Blog: Vitamins and kids – Do they really need them?

This blog was first published in September 2016.

Dr Anthea Rhodes, RCH Paediatrician and Director, Australian Child Health Poll

As we near the end of winter many parents have dealt with an unwell child (or entire family!) over recent months. With busy modern lifestyles we look for ways to help keep our family well. Vitamins and supplements present themselves as a convenient option. Pharmacy and supermarket aisles are lined with brightly coloured products, claiming to help keep your child healthy. Gummies, fizzies and chews aplenty to give your child ‘the edge’.  


The latest Australian Child Health Poll reveals that nationally, we’re spending an estimated $74 million a year on vitamins and supplements for children aged under 15 years.

In fact, the poll shows that 42 per cent of kids and teenagers are taking vitamins and supplements. In many cases, parents are giving their children vitamins to boost their immune system or to improve their energy levels even though there is no clear evidence that they have this effect.

So do kids really need them?

In the vast majority of cases, no, and here’s why:

  • Most Australian children get all the vitamins and minerals they need from a healthy and varied diet.
  • Even ‘picky eaters’ are rarely vitamin deficient and it is far better to tackle the problem of a narrow diet by offering different types of foods than by popping a pill. If your child is a picky eater, see a health professional for tips and advice on managing the issue or see what my colleague Dr Margie has to say about this here.
  • Many common foods, including milk, bread, and some breakfast cereals, are fortified with important nutrients, such as B vitamins, vitamin D, calcium and iron. So your child may be getting more vitamins and minerals than you think.
  • More is not necessarily better: our bodies only need very small amounts of vitamins and minerals. Excessive vitamins and minerals will mostly be excreted by the body in the wee without harm. But excessive intake of fat soluble vitamins, particularly vitamin A, can cause serious health problems.
  • Good nutrition starts by eating a wide variety of whole fresh foods. Giving your kids regular multivitamins may contribute to a belief that they don’t need to be eating a well-balanced diet with adequate fruits, vegetables and other fresh foods.
  • Some people believe vitamins and other supplements can contribute to boosting immunity, helping kids concentrate and even improving their intelligence. There is no clear scientific evidence to show that vitamins can have these effects in otherwise healthy children and teenagers.

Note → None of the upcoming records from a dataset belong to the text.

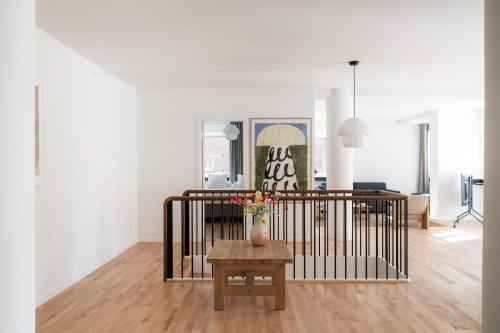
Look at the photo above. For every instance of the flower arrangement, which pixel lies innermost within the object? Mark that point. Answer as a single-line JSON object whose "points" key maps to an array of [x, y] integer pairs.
{"points": [[259, 204]]}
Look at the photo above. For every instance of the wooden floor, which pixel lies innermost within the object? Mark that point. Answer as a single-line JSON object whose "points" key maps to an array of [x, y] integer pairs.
{"points": [[128, 295]]}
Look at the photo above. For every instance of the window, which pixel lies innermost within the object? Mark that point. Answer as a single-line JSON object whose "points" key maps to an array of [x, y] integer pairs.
{"points": [[320, 138], [216, 154]]}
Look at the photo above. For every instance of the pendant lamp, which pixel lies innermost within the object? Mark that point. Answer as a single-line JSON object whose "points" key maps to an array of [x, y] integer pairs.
{"points": [[354, 131]]}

There are some important situations where children may need to be on vitamins or supplements for nutritional deficiencies. These include:

  • If your child has a chronic disease that may effect the way they absorb foods
  • If your child has a growth problem, or is failing to thrive
  • If your child is on a particularly restrictive diet, such as vegan or multiple food allergies
  • If your child is at risk of low vitamin D, including children with darker skin and infants who have been breastfed for a long time by a mother who is low in vitamin D.

If you are concerned that your child may be low in essential vitamins or minerals, see your doctor for advice. In many cases multivitamins may not contain enough of the particular vitamin that your child is missing and a doctor or dietitian can advise you on the best way to ensure your child is getting everything they need for healthy growth and development.

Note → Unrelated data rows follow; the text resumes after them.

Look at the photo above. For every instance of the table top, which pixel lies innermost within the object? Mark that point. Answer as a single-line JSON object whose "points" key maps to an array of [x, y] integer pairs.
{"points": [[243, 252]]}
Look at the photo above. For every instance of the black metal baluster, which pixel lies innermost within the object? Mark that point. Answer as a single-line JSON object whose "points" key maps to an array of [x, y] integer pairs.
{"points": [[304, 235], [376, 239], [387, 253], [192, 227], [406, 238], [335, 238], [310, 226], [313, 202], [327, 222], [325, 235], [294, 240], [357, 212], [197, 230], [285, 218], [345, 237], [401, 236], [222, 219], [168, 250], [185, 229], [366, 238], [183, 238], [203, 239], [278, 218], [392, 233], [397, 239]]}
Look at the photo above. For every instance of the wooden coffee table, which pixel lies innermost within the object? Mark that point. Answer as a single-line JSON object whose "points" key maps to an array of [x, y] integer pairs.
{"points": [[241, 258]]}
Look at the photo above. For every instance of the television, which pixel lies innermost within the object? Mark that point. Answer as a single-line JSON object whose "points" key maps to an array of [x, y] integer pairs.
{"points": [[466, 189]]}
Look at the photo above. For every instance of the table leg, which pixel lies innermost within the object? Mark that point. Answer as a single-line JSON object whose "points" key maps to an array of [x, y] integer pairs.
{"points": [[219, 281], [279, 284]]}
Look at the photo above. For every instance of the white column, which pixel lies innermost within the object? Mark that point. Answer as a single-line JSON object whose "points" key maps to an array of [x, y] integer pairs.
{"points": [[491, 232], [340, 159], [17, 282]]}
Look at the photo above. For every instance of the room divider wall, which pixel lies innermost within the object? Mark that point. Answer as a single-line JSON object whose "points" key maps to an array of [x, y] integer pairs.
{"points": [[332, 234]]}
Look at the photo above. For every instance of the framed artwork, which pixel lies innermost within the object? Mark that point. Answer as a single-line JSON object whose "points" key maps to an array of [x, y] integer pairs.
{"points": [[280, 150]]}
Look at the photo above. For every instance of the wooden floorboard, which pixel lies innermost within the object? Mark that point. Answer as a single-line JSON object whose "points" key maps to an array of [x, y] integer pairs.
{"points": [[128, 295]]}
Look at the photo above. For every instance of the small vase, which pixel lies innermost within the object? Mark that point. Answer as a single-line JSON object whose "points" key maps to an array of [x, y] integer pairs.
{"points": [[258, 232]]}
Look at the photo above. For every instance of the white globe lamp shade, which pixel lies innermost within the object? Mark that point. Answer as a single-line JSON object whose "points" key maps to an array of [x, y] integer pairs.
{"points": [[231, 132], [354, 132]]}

See here for some useful links on medicines and children, including vitamins and supplements, on the Australian Child Health Poll website.

2 comments for “Blog: Vitamins and kids – Do they really need them?”

  1. Jan Eastwood

    Good read. I am a nurse for Nurse on Call/health Direct Australia. Anecdotally I can confirm an astounding amount of “busy” parents giving their kids vitamins in the belief they will offer them some sort of edge against illness…foregoing real food. But misconception does not stop there. Many parents are under the belief that hydrolyte will replace fluid volume. Panadol should “cure” a fever. Ibuprofen should reduced swelling and inflammation in … For example a bee sting. Antibiotics are needed for a virus. Clever advertising …skating right at the edge of misinformation…has parents scampering to the chemist and inevitably to Drs after hours when the “cures” fail. I believe clever pharmaceutical advertising needs to be counteracted – on prime time- by more cleverly presented facts and effective treatments. People are not stupid. Just un or miss informed. Used to be ask your GP. That doesn’t cut it anymore. GPs have no time nor inclination at times…. Language barriers, accents, unfamiliarity all play a part it seems – people have lost faith. Something new has to be tried to counteract search for the “magic cure”.